Kapolres Serang AKBP Candra Sasongko mengatakan, pengungkapan kasus ini berawal dari informasi warga yang curiga terhadap aktivitas JO. Laporan itu kemudian ditindaklanjuti tim opsnal yang dipimpin Iptu Rian Jaya Surana dengan melakukan penyelidikan di lapangan hingga akhirnya menemukan JO sedang mengemas hexymer di kamarnya.

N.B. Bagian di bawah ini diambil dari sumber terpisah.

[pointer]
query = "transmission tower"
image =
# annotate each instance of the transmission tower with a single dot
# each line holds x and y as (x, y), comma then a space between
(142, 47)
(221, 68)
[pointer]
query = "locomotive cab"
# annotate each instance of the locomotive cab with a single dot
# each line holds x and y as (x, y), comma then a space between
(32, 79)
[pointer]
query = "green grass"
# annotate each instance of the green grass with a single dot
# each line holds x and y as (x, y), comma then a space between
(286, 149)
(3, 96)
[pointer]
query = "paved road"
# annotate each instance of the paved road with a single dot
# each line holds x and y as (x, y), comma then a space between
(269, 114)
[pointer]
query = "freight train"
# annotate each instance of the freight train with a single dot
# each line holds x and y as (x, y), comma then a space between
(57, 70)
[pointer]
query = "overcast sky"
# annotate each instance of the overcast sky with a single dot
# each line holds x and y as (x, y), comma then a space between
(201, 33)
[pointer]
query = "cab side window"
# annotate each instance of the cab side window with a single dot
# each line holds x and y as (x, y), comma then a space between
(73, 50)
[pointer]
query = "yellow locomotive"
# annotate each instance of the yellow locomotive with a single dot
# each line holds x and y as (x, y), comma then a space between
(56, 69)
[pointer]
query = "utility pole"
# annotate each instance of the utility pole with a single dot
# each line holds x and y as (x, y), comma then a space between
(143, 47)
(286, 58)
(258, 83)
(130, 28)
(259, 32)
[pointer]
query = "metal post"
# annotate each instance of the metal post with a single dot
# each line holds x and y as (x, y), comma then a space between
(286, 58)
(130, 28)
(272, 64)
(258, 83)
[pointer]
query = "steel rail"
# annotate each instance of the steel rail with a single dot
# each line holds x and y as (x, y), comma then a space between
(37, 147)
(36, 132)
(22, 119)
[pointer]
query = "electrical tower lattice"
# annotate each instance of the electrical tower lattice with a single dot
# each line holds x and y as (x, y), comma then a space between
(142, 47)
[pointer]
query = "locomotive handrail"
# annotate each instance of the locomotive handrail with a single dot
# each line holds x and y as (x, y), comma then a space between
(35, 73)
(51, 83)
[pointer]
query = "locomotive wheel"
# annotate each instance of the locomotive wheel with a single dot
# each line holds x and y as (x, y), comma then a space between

Sudah Dua Bulan Edarkan Obat Keras
Dalam pemeriksaan, JO mengaku baru sekitar dua bulan menjalankan praktik peredaran obat keras tersebut. Barang itu disebut dia peroleh dari AB, yang kini berstatus daftar pencarian orang (DPO), di kawasan Muara Angke, Jakarta Barat. Untuk memperoleh pasokan itu, JO mengaku membayar Rp1,120 juta.
Atas perbuatannya, JO dijerat Pasal 435 jo Pasal 436 Undang-Undang RI Nomor 317 Tahun 2023 tentang Kesehatan. Ancaman pidananya tidak ringan: hukuman maksimal 15 tahun penjara dan denda hingga Rp1,5 miliar.
Polisi Minta Warga Tak Ragu Melapor
Candra menegaskan, kasus ini menjadi salah satu bukti bahwa jaringan peredaran obat keras masih bergerak dengan memanfaatkan rumah-rumah biasa sebagai tempat pengemasan. Ia memastikan kepolisian akan terus menindak tegas siapa pun yang terlibat, termasuk pengguna.
“Masyarakat diimbau untuk menjauhi narkoba dan minuman beralkohol. Kami mengapresiasi informasi yang diberikan oleh masyarakat,” ujar Kapolres.